Salomé, 14 ans, ère dans les rues avec son skateboard. Entre sa mère qui ne donne pas de nouvelles, son père flic qui ne met plus les pieds à la maison, et sa sœur, Rose, qui passe ses journées dans un squat punk avec son petit ami, la jeune fille est livrée à elle-même. Désœuvrée, elle essaye de récupérer les humains avant qu’ils sombrent de l’autre côté – celui des exclus de la société. Elle se lie d’amitié avec des SDF, traîne avec des dealers de drogues. Malgré son jeune âge, Salomé sait ce qu’elle veut : l’indépendance et la liberté. « Je serais la meuf de personne moi, [….] je serais la meuf de moi-même », affirme-t-elle.
Un conte parisien violent fonctionne comme une fable. Un parcours initiatique pour Salomé, un Alice au pays des merveilles version punks et clodos. Un roman sur la marge, des rebelles qui veulent changer le monde en clamant qu’il n’y a pas d’avenir possible, à celles et ceux qui, prisonniers de la rue, risquent à tout moment de basculer là il n’y plus de retour en arrière possible.

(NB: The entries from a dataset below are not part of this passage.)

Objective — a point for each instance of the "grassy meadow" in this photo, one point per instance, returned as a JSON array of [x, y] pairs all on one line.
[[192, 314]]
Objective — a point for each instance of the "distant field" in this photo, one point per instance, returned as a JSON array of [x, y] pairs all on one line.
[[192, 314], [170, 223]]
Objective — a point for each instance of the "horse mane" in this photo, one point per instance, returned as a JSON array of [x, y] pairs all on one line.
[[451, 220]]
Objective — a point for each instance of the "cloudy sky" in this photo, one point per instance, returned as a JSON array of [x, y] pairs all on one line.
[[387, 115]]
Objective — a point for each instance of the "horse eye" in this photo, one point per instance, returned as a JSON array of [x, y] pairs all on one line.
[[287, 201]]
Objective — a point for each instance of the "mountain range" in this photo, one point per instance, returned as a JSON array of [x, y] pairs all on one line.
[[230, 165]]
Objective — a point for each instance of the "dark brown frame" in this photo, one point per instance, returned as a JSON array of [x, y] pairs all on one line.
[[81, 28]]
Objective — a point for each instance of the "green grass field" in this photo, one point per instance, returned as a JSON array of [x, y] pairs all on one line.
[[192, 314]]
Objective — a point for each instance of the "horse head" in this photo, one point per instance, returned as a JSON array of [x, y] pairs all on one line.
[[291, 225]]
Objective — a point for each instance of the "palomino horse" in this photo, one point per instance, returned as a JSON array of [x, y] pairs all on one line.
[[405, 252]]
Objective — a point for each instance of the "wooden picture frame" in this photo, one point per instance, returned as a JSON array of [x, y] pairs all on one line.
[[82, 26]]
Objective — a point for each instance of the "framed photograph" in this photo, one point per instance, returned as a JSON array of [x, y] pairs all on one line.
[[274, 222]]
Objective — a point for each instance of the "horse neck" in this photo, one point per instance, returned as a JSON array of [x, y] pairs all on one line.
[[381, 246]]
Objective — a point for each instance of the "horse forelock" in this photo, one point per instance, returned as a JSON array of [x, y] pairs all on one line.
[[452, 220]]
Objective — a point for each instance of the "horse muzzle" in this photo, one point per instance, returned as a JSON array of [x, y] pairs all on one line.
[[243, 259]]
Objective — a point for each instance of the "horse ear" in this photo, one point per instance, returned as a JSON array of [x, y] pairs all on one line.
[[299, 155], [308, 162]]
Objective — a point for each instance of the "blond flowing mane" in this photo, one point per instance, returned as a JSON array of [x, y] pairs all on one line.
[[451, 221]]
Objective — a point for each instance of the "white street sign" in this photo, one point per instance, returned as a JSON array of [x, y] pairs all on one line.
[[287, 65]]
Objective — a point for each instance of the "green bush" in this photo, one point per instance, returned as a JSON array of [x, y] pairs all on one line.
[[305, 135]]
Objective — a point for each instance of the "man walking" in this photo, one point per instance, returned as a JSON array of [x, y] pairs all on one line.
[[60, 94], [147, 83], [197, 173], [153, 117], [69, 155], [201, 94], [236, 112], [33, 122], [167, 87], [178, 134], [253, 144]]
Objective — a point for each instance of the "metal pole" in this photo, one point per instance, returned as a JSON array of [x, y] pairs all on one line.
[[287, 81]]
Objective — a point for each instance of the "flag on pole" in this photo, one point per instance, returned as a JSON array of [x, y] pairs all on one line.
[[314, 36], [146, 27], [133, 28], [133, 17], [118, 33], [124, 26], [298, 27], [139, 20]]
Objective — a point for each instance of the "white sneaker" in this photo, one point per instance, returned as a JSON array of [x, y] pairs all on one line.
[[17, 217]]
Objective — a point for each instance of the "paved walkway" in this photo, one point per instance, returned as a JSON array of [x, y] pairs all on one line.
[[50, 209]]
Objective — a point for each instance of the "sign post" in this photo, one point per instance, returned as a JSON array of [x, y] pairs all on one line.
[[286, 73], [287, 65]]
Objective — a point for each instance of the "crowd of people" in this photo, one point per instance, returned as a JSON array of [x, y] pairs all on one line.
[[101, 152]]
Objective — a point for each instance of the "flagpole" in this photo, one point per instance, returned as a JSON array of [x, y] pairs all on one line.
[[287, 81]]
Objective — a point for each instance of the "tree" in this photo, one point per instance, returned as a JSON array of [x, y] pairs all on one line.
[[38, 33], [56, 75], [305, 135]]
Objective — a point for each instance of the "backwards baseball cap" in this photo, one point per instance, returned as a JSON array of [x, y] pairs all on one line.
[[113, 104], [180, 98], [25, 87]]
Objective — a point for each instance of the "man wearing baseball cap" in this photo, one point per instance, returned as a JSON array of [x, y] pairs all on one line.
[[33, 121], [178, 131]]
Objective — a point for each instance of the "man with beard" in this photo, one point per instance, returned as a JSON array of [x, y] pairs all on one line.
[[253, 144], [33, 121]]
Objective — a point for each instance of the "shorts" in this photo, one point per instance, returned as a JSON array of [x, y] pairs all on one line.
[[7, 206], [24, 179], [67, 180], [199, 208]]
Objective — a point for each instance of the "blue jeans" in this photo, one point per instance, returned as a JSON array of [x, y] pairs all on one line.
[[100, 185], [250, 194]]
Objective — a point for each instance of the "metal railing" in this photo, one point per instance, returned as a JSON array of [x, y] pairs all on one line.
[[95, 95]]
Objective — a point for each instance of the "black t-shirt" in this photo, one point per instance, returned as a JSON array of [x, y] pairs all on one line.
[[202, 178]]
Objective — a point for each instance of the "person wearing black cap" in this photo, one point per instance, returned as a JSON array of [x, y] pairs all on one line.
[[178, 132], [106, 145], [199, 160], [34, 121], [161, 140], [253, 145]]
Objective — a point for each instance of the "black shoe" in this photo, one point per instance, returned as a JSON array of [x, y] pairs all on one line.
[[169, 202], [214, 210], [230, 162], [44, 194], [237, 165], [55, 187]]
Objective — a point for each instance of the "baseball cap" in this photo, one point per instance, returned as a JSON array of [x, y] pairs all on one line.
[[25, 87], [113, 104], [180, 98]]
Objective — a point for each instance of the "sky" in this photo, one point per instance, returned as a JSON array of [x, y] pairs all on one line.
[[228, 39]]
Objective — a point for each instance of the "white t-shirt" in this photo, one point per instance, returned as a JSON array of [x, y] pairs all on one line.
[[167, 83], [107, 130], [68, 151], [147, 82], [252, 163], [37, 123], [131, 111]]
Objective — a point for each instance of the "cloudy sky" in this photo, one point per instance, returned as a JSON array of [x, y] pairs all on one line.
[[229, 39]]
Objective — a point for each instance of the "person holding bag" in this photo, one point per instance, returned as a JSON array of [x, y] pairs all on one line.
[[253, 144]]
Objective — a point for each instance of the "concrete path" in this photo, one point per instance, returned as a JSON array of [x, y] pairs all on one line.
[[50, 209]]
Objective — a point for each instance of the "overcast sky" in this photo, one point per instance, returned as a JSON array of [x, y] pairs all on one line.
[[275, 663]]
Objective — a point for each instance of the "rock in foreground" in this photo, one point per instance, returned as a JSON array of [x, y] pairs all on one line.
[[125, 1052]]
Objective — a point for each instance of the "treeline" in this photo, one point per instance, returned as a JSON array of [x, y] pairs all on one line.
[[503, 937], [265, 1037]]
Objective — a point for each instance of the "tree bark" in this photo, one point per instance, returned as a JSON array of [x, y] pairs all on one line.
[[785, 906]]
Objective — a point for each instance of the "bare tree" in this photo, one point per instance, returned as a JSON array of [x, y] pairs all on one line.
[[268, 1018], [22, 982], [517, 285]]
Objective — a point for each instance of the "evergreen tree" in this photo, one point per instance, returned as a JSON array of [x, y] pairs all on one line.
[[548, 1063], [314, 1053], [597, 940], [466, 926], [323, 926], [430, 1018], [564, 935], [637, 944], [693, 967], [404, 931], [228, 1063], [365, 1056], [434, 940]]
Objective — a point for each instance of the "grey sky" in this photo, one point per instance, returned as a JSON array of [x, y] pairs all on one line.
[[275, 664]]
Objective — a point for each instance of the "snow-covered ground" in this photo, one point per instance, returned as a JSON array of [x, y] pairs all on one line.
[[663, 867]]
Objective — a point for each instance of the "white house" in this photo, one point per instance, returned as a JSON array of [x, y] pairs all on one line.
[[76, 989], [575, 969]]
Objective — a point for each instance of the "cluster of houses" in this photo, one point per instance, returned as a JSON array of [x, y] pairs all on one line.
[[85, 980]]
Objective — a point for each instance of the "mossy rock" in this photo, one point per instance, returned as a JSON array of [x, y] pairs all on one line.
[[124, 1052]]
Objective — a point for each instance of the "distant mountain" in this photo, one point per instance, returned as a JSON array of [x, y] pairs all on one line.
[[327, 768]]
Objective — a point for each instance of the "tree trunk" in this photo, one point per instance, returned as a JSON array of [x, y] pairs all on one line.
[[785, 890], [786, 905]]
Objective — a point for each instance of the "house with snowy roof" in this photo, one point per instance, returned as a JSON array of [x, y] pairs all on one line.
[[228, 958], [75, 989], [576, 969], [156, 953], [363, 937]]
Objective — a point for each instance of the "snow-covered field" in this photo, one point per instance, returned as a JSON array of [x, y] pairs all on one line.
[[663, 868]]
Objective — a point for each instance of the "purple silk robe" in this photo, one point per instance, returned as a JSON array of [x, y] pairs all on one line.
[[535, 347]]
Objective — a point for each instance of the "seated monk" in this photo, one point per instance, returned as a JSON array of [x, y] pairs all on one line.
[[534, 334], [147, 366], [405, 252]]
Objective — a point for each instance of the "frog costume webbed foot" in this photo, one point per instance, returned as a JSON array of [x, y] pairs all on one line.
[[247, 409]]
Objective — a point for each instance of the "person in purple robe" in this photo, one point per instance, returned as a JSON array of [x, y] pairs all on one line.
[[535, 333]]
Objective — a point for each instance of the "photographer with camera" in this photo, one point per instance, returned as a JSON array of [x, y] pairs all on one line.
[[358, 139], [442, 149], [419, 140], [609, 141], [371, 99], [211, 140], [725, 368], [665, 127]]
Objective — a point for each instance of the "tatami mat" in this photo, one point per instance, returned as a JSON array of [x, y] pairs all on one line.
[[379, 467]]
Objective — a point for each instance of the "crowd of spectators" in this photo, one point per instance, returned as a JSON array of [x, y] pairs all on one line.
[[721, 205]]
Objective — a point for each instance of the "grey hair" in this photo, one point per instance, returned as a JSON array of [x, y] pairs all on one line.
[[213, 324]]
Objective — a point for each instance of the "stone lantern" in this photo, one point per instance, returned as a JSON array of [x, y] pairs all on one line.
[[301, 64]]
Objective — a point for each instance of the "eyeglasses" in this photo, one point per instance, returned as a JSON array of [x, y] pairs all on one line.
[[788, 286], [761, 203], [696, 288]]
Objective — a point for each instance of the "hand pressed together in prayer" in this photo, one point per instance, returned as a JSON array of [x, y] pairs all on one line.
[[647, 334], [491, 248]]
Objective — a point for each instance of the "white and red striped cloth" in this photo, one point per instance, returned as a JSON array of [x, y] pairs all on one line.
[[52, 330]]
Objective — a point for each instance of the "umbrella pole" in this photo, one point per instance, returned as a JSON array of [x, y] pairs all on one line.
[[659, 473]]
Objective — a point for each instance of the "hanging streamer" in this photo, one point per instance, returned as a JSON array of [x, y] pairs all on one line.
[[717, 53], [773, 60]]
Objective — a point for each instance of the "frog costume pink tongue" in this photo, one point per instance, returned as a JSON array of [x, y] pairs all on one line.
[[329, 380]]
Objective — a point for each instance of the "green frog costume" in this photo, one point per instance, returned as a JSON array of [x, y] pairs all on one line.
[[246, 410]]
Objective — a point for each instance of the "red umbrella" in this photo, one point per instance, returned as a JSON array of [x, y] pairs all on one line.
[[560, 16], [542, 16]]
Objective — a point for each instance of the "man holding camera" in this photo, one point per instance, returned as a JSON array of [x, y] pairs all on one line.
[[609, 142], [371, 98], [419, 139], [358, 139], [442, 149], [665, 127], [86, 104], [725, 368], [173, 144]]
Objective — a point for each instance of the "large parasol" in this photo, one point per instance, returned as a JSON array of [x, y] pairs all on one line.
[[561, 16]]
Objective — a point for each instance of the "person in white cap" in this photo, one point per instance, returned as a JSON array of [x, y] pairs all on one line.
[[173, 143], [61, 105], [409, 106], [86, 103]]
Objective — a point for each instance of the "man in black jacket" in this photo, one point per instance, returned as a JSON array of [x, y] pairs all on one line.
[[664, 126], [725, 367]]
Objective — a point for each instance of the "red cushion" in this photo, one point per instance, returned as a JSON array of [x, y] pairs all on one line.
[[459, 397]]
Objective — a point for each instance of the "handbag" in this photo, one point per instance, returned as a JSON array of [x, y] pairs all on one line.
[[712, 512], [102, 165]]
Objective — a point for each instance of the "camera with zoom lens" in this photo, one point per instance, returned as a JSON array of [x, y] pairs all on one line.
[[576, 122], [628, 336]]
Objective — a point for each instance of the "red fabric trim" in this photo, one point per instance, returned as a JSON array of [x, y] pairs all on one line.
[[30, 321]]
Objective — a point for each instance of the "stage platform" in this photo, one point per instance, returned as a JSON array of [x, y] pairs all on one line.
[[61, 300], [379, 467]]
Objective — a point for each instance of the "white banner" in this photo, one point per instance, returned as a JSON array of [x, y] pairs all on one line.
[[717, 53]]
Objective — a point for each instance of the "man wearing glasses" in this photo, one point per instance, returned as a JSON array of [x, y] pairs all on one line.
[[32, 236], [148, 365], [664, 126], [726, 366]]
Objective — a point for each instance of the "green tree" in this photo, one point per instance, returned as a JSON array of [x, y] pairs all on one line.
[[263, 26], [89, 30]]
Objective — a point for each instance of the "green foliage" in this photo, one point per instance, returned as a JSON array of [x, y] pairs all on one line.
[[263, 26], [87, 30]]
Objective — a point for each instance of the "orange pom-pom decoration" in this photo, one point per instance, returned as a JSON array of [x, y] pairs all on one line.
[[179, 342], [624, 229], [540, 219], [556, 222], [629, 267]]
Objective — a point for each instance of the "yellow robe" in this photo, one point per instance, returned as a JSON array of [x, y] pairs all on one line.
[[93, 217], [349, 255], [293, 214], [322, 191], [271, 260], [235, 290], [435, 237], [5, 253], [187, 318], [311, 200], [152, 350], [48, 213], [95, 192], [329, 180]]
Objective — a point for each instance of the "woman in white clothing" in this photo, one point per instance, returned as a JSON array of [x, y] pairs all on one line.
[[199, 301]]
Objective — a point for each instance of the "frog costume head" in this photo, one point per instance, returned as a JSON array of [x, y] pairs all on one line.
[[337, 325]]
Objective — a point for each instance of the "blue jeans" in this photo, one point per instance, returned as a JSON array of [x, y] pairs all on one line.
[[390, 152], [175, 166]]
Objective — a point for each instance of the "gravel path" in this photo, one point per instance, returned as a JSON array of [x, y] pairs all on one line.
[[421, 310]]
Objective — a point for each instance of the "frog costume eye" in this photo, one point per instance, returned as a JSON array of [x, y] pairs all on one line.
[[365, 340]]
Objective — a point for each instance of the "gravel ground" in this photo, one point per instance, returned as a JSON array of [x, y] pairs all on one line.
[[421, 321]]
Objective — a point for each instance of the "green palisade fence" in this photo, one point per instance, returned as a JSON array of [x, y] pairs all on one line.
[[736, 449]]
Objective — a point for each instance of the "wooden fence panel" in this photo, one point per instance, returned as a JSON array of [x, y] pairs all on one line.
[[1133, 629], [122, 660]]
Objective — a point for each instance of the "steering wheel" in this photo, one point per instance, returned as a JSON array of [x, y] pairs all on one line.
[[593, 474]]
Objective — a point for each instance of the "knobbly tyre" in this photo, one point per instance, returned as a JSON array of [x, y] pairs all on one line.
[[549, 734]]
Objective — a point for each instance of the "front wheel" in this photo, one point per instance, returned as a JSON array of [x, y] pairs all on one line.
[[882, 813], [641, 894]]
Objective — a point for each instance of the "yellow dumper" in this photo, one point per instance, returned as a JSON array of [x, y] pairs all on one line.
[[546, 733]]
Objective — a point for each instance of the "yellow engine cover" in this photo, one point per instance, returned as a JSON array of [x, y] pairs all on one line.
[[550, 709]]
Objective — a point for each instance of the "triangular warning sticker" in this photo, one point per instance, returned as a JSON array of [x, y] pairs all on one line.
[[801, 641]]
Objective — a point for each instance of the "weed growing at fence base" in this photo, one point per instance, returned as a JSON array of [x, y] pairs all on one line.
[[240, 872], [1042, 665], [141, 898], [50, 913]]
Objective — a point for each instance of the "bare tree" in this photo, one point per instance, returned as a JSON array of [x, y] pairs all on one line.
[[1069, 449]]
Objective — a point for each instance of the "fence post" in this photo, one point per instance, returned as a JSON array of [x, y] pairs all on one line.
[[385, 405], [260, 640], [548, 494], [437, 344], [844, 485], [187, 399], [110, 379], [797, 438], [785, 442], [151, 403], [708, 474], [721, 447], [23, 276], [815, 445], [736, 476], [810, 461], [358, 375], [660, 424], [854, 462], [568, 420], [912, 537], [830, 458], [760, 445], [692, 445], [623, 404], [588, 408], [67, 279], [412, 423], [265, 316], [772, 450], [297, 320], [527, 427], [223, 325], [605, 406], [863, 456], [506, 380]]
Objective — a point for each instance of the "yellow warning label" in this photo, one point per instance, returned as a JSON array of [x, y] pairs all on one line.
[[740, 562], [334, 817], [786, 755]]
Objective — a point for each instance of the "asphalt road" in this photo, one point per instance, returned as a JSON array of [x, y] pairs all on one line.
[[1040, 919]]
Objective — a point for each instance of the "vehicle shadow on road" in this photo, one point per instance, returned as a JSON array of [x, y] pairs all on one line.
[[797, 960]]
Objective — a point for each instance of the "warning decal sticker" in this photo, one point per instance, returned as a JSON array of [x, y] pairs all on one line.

Les personnages n’ont pas de pseudonymes – à quoi bon chercher à cacher son identité quand tout le monde vous connaît dans la rue –, ils ont des surnoms ! Plusieurs surnoms. Voire des diminutifs de surnoms. Salomé est aussi Sal, Sally, mais surtout Chewing-gum, parce qu’elle est élastique et ne se fait jamais mal quand elle tombe de skate. Ici le surnom décrit strictement son porteur : Bouledogue, parce que le personnage est un chien méchant ; Sangsue, parce que c’est un parasite ; Milliard, parce qu’il répond « des milliards » à chaque question. Nommé et nomination se confondent – Rose est toujours vêtue de rose. Ce parti pris n’est pas neutre. Le livre lui-même ne porte pas un titre choc, mais la description exacte de ce qu’il est : « Un conte parisien violent. » Il n’y a pas de filtre, pas de descriptions qui ne correspondront pas au réel. Quand Clément Milian fait surgir le fantastique ou l’horreur, le monstre s’appelle naturellement le monstre.
Le roman se retrouve emporté par son propre quotidien. Clément Milian ne fait jamais son malin, ne joue pas avec le lecteur. Il se prend son roman dans la gueule, au même titre que lui. Comme pour ses deux précédents livres – Planète vide (Gallimard, 2016) et Le Triomphant (Equinox, 2019) –, il propose une narration rêche, débarrassée des détours et des rebondissements, pour ne conserver que la substantifique moelle. C’est puissant et ça sort le 6 avril chez L’Atalante, dans la collection Fusion.